Don't Worry! I have a doe that kidded on April 18 and during her WHOLE pregnancy I thought she wasn't preggo. So since I assumed she wasn't I put her in with my wether and nearly a month after all of my other does kidded she had twins! And buckling and doeling. I tried to feel for them but couldn't because #1 In her last home I think that she was EXTREMELY overfed and never has lost that weight, so it was just all fat surrounding the babies.LOL. Or #2 She must have carried really low.


----------



## kids-n-peeps (Aug 24, 2009)

*Re: Not feeling kid movement - updated 10/23*

So . . . I thought this doe would be due on 10/17 at the earliest (day 145). Today would be her latest possible day 145 (based on when last with the buck).

There is absolutely no change whatsoever. She looks the exact same as in the picture posted at the beginning of the month.

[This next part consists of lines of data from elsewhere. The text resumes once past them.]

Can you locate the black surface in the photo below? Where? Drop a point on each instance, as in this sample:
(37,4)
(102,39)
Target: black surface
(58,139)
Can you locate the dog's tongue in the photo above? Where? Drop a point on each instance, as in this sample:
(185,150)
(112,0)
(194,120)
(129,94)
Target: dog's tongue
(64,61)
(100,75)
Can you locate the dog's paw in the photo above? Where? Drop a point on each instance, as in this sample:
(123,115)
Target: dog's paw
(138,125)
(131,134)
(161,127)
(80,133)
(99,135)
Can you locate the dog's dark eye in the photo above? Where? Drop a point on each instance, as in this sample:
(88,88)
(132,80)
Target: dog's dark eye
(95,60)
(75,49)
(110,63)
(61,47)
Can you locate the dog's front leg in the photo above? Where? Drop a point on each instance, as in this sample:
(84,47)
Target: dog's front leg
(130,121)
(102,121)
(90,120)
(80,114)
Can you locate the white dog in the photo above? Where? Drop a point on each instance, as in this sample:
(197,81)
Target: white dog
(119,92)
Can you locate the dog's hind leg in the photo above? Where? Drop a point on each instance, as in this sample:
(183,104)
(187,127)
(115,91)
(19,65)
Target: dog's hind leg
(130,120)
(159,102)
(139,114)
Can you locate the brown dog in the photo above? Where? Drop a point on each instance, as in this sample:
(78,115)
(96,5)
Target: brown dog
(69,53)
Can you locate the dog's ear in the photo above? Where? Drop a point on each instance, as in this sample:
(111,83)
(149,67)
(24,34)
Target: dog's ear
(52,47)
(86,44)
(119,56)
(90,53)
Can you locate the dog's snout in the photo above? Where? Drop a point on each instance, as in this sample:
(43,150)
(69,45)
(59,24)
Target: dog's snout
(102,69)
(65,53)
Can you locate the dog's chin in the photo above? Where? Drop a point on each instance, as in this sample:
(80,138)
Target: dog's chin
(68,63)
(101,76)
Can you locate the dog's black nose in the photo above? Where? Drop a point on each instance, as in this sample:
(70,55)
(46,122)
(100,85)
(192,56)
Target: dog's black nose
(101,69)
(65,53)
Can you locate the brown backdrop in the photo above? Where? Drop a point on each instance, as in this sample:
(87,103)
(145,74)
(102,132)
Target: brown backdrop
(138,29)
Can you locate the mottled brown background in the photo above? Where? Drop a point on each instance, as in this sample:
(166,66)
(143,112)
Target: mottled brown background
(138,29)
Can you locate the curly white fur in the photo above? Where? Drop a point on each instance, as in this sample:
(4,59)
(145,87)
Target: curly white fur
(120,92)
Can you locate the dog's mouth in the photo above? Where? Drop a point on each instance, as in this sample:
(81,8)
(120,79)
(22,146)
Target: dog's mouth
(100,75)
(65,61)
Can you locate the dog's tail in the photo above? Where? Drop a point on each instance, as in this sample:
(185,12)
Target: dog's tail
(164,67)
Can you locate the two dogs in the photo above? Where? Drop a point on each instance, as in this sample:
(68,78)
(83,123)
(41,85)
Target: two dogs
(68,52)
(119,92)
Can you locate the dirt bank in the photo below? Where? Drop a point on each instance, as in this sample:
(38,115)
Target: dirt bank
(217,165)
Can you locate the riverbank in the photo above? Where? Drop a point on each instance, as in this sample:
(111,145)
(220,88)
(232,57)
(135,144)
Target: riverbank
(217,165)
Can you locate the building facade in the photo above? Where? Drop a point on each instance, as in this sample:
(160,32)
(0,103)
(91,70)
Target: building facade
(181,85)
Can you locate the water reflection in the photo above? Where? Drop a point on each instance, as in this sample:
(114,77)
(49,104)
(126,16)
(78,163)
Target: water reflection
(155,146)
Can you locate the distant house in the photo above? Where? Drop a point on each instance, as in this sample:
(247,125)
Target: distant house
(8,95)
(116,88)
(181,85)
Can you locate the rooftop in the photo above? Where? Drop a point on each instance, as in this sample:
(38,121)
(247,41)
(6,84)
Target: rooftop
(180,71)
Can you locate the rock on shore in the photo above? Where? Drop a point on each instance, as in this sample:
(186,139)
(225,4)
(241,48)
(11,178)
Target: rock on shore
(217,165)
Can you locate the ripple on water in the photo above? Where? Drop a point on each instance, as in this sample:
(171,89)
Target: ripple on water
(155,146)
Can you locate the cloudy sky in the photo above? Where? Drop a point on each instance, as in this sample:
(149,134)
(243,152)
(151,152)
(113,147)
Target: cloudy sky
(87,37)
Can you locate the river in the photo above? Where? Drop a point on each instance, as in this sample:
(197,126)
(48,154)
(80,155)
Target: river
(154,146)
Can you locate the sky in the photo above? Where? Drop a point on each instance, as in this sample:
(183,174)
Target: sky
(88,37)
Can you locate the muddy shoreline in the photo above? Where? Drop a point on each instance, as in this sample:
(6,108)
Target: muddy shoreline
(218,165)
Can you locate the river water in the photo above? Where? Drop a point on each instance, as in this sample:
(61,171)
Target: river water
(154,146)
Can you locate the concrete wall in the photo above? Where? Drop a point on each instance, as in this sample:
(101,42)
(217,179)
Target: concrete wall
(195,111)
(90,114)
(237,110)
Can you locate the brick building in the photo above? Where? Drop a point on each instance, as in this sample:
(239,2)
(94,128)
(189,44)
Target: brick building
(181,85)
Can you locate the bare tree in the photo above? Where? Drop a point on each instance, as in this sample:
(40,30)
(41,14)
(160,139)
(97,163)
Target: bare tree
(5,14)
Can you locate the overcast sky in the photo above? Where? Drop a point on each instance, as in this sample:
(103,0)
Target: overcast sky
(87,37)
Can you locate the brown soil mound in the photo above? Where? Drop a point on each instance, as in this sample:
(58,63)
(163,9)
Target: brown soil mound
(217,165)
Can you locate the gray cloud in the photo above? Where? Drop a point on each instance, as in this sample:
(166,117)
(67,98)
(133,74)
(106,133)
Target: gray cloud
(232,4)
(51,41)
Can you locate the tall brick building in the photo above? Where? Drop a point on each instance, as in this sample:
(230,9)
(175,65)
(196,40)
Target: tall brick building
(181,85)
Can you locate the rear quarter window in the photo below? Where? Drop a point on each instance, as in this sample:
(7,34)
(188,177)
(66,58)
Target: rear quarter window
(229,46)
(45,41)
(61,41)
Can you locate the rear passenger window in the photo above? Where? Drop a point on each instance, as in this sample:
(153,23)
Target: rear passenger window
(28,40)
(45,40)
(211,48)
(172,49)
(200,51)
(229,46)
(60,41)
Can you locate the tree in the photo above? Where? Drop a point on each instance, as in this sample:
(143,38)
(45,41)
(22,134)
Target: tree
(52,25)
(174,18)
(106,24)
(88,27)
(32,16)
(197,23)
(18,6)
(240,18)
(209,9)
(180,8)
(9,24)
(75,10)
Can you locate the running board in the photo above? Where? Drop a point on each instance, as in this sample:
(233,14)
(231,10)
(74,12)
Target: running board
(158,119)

No further udder development, no change in ligaments, still no kid movement felt, no evidence of a heat cycle, still standoffish (was previously friendly).

So I'll give her a few more days, but if no change, what do you think might be going on here?


----------



## liz (Oct 5, 2007)

*Re: Not feeling kid movement - updated 10/23*

Seeing as today would be her "next" 145 day or day 151 with her first "due date", with no more udder growth than what she has had, I'd have to say that she should start to fill out within the next few days and likely have a single.... her udder may not get big at all, just tight and full....especially if she has just one kid.


----------



## JackMilliken (Jul 29, 2011)

*Re: Not feeling kid movement - updated 10/23*

Keep us posted


----------



## JackMilliken (Jul 29, 2011)

*Re: Not feeling kid movement - updated 10/23*

Did she kid yet?


----------



## kids-n-peeps (Aug 24, 2009)

*Re: Not feeling kid movement - updated 10/23*

No! She did not kid. All I can assume is that she experienced a false pregnancy since she did have some udder development. Honestly, I was not too surprised because I never felt kid movement and her body shape didn't change.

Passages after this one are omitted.